[...]Most of the time, the difference in size will be insignificant. You'll save what, about 500kb, which doesn't yet take compression into account? Most projects are a lot larger than this, having a lot of graphics etc. In contrast, three different versions leads to bigger, more confusing websites and force users to read through the website and choose the correct version.
Nah, I still think one version for all platforms is the way to go. That was one of the ideas why they've created Java in the first place[...]
With webstart you simply specify the jars you want for a specific platform... and thats it. One jnlp which works everywhere, but it requests different library jars for each platform.
If you do platform specific builds such as an exe installer for windows, a zip application bundle for mac and whatever for linux... why would you then include all that shit you don't need? It doesn't exactly save time to do so, but it wastes quite a lot of bandwidth (you want thousands of downloads each month).

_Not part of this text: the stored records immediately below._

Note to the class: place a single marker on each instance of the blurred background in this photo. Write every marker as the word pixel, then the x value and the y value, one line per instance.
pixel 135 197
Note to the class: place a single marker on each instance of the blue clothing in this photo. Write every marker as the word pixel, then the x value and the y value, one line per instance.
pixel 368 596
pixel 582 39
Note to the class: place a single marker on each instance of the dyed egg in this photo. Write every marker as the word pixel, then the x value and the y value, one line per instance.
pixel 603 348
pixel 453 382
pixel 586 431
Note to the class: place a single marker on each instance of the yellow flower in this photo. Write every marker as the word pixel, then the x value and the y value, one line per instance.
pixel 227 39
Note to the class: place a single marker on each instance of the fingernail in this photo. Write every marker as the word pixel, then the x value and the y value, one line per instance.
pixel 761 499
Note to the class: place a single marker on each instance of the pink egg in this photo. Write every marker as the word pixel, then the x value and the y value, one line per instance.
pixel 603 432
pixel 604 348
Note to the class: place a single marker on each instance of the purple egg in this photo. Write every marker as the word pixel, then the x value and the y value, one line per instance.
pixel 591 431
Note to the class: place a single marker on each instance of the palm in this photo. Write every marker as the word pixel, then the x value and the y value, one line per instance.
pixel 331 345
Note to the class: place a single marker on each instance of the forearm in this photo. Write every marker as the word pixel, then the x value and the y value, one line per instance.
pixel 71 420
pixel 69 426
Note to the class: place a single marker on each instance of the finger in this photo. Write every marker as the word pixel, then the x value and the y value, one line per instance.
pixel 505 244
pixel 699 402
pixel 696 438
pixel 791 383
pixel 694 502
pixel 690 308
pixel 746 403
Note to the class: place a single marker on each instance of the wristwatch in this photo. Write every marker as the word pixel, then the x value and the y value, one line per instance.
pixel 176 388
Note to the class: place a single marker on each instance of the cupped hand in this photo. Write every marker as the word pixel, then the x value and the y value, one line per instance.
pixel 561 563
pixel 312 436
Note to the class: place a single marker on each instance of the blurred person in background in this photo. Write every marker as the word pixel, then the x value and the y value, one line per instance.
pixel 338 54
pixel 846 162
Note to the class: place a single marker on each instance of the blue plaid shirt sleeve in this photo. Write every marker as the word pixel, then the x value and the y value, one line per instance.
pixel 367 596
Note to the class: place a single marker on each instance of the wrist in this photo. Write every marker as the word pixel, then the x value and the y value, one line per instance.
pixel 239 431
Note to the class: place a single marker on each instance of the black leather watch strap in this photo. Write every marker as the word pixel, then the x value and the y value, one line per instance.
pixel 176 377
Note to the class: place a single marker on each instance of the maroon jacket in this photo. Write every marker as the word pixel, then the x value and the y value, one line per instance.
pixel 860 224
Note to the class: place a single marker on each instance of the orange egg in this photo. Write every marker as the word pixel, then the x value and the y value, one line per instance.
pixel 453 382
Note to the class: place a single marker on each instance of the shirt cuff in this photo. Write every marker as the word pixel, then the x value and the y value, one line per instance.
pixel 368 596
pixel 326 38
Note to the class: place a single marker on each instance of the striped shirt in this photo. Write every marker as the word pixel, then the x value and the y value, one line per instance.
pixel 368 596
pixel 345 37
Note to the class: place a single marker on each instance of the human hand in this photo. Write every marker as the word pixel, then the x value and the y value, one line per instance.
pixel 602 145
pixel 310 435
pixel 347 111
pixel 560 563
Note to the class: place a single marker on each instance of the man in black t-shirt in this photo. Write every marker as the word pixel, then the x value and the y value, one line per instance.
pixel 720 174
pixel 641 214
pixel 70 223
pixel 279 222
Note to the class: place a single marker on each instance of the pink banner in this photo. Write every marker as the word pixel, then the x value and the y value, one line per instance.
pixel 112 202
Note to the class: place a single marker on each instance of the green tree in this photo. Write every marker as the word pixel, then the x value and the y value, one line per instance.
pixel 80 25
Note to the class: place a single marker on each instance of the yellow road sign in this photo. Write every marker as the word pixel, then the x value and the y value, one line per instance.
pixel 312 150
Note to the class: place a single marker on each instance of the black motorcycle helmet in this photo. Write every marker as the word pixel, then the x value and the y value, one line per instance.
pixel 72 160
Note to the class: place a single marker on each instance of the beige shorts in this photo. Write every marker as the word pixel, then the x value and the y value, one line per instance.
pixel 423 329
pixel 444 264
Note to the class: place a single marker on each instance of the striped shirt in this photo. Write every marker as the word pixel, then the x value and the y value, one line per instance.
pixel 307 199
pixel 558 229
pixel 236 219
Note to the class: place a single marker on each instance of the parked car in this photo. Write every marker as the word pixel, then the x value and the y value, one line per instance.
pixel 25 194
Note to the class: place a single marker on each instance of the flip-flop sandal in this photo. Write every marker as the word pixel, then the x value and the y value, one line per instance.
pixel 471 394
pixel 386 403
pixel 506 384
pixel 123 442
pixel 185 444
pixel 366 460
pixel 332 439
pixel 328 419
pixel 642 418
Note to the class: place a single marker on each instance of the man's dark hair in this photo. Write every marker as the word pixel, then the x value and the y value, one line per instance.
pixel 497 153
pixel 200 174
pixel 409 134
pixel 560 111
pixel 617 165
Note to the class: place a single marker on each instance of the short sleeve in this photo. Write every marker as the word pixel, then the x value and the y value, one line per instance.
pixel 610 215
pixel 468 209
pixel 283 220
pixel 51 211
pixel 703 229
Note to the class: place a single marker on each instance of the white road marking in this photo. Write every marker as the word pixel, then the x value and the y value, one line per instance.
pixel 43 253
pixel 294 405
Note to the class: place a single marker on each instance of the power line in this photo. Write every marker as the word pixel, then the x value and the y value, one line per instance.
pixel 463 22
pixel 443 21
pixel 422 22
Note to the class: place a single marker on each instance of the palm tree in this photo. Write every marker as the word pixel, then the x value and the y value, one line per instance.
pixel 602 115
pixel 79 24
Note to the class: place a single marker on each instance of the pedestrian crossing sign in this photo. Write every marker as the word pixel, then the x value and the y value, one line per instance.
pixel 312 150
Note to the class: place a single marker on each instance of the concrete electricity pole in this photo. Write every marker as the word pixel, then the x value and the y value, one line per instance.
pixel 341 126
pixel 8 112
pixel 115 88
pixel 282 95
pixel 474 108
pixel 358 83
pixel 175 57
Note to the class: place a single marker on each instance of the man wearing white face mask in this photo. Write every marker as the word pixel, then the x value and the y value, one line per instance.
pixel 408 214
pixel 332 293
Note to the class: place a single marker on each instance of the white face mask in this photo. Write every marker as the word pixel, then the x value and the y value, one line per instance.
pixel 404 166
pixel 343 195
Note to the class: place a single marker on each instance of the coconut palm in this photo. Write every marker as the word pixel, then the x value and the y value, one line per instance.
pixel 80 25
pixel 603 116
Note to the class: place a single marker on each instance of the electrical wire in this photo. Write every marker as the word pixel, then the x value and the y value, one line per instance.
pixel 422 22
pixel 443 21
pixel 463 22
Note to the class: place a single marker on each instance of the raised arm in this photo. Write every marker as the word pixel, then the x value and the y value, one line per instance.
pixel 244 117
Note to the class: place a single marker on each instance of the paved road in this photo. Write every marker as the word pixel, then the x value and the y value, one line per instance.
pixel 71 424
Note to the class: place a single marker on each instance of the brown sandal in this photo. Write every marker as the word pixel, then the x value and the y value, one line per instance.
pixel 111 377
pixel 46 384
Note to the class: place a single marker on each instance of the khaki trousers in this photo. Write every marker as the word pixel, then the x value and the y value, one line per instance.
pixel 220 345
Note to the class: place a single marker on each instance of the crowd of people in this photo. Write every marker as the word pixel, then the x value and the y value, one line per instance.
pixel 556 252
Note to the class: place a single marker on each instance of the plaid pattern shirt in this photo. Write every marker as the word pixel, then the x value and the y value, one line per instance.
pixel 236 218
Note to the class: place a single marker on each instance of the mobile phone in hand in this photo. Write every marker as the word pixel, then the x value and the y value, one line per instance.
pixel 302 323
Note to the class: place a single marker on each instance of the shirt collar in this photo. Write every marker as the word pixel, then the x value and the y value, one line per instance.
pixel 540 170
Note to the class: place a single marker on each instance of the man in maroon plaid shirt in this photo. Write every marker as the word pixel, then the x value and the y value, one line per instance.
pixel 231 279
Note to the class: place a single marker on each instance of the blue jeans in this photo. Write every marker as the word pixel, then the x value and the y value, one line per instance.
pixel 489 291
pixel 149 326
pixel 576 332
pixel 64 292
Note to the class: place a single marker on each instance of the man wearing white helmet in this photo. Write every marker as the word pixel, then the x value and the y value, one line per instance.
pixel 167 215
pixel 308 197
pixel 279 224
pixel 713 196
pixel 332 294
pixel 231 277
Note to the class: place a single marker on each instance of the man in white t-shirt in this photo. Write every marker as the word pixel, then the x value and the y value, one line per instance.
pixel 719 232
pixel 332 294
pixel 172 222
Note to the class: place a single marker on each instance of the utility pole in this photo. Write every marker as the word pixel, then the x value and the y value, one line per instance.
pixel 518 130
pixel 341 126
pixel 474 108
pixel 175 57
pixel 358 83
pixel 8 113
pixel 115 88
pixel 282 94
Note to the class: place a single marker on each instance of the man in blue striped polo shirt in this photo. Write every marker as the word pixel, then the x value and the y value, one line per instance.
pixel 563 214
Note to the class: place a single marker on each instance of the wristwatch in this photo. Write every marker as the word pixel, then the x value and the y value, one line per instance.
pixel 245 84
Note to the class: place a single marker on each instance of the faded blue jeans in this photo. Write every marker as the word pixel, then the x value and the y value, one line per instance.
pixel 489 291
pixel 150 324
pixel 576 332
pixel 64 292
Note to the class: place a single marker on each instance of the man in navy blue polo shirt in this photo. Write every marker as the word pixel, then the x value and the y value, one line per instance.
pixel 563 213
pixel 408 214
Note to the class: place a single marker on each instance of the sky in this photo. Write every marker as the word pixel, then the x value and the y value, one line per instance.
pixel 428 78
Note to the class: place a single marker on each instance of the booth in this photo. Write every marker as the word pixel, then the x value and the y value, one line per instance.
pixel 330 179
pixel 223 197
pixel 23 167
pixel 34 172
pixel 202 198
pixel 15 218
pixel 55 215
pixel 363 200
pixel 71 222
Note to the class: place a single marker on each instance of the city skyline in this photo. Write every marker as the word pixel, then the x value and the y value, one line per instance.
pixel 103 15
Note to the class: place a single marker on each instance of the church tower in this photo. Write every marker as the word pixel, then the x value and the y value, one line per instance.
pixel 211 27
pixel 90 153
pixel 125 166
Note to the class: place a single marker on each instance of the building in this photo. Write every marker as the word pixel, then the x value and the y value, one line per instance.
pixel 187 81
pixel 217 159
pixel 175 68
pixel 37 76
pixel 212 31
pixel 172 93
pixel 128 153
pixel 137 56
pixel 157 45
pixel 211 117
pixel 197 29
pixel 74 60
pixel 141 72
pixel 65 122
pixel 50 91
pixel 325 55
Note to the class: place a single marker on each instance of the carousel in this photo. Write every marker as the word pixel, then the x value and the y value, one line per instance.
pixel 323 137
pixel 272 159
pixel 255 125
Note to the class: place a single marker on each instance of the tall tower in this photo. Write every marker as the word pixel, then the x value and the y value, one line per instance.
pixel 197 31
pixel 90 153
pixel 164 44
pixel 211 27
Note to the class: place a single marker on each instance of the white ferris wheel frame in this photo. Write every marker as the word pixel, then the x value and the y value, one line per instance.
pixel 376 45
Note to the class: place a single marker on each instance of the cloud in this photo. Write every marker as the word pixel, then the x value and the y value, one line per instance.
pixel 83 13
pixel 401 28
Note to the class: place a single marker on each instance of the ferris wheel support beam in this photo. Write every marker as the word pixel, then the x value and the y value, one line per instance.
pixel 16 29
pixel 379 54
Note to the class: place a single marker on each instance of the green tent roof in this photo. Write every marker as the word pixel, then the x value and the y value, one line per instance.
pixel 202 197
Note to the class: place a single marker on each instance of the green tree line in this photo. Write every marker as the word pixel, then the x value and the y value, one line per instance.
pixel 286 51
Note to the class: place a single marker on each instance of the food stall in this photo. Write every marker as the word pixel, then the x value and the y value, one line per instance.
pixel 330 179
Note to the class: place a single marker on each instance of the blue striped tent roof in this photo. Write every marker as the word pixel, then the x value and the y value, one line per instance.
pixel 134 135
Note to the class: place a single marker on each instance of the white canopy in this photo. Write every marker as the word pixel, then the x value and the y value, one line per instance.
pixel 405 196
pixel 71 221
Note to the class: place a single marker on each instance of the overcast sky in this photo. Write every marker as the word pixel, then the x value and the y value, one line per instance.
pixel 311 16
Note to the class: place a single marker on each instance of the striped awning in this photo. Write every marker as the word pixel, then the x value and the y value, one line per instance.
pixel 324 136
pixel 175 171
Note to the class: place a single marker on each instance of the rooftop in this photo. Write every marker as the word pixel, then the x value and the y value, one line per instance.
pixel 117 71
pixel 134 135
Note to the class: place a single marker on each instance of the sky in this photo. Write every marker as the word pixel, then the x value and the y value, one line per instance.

You can put a really neat demo into 5mb (stripped jre included!) so why would you want to increase that by 10%? With a demo that small you might get quite a lot of 56k downloaders... in which case 0.5mb more would increase the number of incomplete downloads noticeable.
There are always easy ways to optimize the size (such as this one or choosing proper formats like DXTn for graphics, ogg for sound, pack200 for jars and installers with lzma compression). Take that opportunity. And there are complicated (low level) ones, which aren't worth the trouble. This way you can easily peel off half of the size without spending too much time.